The two experimental groups of 36 teeth (group A-4) and 32 teeth (group A+4) were implanted with small molecular weight amelogenin-soaked agarose beads. Four to six beads were implanted per pulp. Both groups were distributed into three subgroups to be evaluated at 1, 3 and 7 days respectively.

The control group included 22 teeth implanted with agarose beads alone.
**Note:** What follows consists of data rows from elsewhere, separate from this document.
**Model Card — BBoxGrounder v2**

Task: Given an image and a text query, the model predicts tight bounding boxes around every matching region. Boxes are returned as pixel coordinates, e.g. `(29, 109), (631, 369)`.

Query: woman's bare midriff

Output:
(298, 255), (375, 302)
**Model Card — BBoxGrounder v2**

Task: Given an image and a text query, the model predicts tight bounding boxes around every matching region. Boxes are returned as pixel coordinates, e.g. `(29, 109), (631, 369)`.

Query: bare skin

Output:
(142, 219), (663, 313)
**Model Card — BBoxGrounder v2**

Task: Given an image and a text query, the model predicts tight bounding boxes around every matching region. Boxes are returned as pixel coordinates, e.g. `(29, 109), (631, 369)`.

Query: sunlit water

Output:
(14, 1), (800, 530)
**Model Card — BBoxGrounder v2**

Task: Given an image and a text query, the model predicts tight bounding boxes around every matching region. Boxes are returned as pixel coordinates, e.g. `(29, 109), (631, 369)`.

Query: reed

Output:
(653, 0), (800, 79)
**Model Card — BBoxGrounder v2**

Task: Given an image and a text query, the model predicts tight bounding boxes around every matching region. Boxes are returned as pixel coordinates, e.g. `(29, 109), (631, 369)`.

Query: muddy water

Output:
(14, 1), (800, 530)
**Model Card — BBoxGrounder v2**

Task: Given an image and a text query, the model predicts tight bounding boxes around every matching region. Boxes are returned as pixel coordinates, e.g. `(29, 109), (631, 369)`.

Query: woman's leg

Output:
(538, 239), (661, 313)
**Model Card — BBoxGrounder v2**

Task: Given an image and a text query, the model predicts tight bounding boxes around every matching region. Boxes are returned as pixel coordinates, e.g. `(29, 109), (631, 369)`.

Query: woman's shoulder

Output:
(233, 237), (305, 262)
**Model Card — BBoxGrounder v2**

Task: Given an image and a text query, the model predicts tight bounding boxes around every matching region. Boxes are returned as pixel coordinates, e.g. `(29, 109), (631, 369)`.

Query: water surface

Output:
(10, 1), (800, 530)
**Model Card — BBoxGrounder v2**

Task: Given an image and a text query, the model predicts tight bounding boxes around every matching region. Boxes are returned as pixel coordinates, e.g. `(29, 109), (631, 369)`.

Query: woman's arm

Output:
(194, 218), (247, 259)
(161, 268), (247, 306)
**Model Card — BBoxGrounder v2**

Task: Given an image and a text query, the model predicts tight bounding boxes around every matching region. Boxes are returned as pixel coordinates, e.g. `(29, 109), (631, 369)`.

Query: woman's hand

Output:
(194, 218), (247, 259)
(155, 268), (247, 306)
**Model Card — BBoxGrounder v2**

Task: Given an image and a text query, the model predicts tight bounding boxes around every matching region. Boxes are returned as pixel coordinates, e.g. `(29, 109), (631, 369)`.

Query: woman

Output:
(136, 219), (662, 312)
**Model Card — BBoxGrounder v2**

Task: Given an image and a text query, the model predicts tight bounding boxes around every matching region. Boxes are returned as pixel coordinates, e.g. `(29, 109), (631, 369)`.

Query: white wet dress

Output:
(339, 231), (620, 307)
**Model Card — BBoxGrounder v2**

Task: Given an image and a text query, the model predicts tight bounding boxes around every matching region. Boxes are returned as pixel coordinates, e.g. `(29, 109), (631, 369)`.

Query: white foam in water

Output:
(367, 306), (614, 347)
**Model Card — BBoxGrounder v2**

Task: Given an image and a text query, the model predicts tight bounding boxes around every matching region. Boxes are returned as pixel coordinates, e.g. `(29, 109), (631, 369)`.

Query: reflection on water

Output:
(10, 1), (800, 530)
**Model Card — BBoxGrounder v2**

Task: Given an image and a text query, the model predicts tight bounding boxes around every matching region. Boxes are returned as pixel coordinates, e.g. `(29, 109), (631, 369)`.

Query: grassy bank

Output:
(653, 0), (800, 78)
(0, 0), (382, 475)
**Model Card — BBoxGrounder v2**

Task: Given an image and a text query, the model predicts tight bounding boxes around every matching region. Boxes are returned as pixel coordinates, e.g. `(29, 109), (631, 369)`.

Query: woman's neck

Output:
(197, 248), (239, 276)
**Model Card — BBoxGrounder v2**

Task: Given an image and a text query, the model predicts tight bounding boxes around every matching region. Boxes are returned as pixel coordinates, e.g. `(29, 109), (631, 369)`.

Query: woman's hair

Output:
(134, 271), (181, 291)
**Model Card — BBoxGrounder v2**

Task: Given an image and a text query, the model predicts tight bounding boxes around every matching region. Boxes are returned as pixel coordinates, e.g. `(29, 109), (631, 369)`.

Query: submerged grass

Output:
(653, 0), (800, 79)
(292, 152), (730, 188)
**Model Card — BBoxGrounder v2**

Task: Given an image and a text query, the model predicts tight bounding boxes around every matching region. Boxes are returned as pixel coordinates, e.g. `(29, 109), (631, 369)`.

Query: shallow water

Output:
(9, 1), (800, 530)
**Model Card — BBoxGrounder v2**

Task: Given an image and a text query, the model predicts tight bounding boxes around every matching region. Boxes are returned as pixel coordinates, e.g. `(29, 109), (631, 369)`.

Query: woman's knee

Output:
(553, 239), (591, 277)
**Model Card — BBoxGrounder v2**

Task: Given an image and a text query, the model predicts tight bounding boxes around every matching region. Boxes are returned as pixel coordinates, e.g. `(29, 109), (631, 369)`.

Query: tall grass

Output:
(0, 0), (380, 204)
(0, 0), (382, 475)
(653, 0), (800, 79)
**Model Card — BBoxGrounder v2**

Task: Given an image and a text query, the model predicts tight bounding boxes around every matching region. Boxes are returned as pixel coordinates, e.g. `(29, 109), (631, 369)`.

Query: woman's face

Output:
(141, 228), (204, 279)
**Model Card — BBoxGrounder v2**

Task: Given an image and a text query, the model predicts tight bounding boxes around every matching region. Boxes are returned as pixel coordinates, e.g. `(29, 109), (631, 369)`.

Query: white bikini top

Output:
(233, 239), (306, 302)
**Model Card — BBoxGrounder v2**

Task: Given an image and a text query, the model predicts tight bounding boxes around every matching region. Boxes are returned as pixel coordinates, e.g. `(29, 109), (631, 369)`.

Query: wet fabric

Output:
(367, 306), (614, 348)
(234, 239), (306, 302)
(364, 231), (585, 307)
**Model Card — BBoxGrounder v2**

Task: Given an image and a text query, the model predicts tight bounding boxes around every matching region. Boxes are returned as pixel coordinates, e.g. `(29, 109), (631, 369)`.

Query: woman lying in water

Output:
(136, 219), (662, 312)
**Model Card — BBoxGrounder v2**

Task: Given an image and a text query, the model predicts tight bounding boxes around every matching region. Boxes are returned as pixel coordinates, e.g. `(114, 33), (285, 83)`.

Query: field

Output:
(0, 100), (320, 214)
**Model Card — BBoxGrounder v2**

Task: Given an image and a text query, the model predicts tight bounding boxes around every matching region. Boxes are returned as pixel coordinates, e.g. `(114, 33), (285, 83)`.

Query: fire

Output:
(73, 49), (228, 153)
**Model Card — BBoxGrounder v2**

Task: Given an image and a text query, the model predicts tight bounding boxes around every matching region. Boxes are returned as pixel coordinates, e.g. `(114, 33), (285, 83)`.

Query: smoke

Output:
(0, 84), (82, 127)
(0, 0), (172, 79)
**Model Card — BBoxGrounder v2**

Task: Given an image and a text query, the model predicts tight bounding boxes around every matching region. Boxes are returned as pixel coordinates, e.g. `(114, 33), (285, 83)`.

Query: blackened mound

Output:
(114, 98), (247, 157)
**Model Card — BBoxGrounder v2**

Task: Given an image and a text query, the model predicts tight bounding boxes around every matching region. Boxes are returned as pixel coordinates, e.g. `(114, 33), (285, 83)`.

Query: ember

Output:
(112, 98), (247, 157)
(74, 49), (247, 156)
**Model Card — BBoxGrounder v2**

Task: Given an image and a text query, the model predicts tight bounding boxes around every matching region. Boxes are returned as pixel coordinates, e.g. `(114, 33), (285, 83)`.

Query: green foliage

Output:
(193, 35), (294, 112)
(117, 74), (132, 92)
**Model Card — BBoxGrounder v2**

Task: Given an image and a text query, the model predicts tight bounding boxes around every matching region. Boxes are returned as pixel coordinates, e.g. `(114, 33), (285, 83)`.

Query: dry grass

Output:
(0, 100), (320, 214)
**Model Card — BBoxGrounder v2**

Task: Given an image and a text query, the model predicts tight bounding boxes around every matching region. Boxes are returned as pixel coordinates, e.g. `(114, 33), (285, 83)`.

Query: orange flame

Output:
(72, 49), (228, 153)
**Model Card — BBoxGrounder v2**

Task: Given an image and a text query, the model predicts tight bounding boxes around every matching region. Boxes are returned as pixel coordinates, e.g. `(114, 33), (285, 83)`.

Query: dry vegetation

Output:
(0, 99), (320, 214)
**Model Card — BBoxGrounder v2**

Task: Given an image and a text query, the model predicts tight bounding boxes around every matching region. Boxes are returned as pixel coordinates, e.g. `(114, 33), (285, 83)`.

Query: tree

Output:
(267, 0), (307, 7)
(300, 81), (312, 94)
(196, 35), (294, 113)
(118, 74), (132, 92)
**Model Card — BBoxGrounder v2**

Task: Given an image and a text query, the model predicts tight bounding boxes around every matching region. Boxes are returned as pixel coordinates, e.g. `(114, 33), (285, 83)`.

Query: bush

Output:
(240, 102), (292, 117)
This group included 4 teeth at day 1, 12 teeth at day 3 and 6 teeth at day 7. We have previously reported the effects of sham preparations, calcium hydroxide and implantation of other bioactive molecules, using these same methods, the same strain of rats and therefore these experiments were not repeated [7].

Specimen preparation for light microscopy evaluation

After 1, 3 and 7 days, respectively, the rats were killed by cardiac perfusion with a fixative solution containing 4% paraformaldehyde buffered with 0.1 M sodium cacodylate at pH 7.2–7.4. Block sections including the three molars were dissected from the maxilla, immersed in the fixative solution for 24 h at 4°C, and demineralized with 4.13% EDTA pH 7.2–7.4, renewed each 3 days for 8 weeks. The dehydrated tissues were embedded in Paraplast (Oxford Labware, St Louis, MO, USA). Five μm thick serial sections were cut, dewaxed and stained with hematoxylin-eosin or Masson's trichrome to evaluate tissue responses.

Immunohistochemical evaluation

Proliferation was evaluated by immunodetection of the proliferating cell nuclear antigen (PCNA) [6, 28], using a mouse monoclonal PCNA antibody (PC-10, Dako, Golstrup, Denmark) at 1/75e dilution in PBS-1% BSA.

Adjacent sections were labeled with the following primary antibodies: rabbit anti-RP59, a marker for osteoblast progenitors implicated in osteoblast recruitment [41] (kindly provided by Dr T. Wurtz, Paris 7) at 1/500 dilution, with anti-osteopontin (OPN) (LF 153) and anti-dentin sialoprotein (DSP) (LF153) at 1/100 dilution (kindly provided by Dr L Fisher, NIDCR-NIH, Bethesda, Maryland, USA).

The sections were further incubated with the secondary antibody with 1/100 dilution of peroxidase-conjugated goat anti-mouse IgG for the PCNA visualization or with a peroxidase-conjugated swine anti-rabbit IgG at 1/100 concentration for RP59, OPN and DSP (Dako, Golstrup, Denmark). The antibody localization was visualized with a solution of 3–3' diamino-benzidine (DAB, Sigma, St Louis, MO, USA) and H2O2 for 20 minutes. Controls were carried out by omitting the primary antisera from the labeling procedure, and using the secondary antibody alone. Previous immunoblot studies have assessed the presence of the molecules in the tissue and the specificity of the antibodies.

Results

Markers

The experiments were designed to discriminate between the in vivo effects due to the surgery and implantation of the untreated beads and the cascade of events resulting from the implantation of beads containing the amelogenin gene splice products into the pulp. Four markers were used to characterize the events occurring during the first 7 days after pulp implantation. The first marker was aimed at assessing the stimulation of cell proliferation. The antibody raised against the proliferative cell nuclear antigen (PCNA) was selected because it provides a reliable immunocytochemical method for visualizing the dividing cells within a tissue [6, 28]. The other three markers, RP59, OPN and DSP, are less reliable in the sense that they may be less specific. Thus, it is the combinations of these markers that must be compared in order to discern their differential activity.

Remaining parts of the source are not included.